Four patients received the jab at the Kaiser Permanente research facility in Seattle, Washington, reports the Associated Press news agency. The volunteers were being given different doses of the experimental vaccine.
They will each be given two jabs in total, 28 days apart, into the upper arm muscle. But even if these initial safety tests go well, it could still take up to 18 months for any potential vaccine to become available for the public.
The vaccine called mRNA-1273, cannot cause Covid-19 but contains a harmless genetic code copied from the virus that causes the disease. Experts say it will still take many months to know if this vaccine, or others also in research, will work.
And this first human trial, funded by the National Institutes of Health sidesteps a check that would normally be conducted – making sure the vaccine can trigger an immune response in animals.
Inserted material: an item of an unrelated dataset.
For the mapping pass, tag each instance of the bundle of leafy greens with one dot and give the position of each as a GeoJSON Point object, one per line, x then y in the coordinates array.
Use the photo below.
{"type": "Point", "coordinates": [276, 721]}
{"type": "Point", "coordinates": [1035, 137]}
But the biotechnology company behind the work, Moderna Therapeutics, says the vaccine has been made using a tried and tested process.
Over the next six weeks, researchers plan to enrol 45 participants in the trial, which will test the safety of the vaccine as well as its ability to induce an immune response in the volunteers. The trial will take place at Kaiser Permanente Washington Health Research Institute (KPWHRI) in Seattle.
The National Institute of Allergy and Infectious Diseases (NIAID) allowed the new vaccine to be fast-tracked into clinical trials without thorough testing in animal models, which usually stands as a strict prerequisite to human testing. While making the jump to human trials could bring the vaccine to market faster, this is only step one.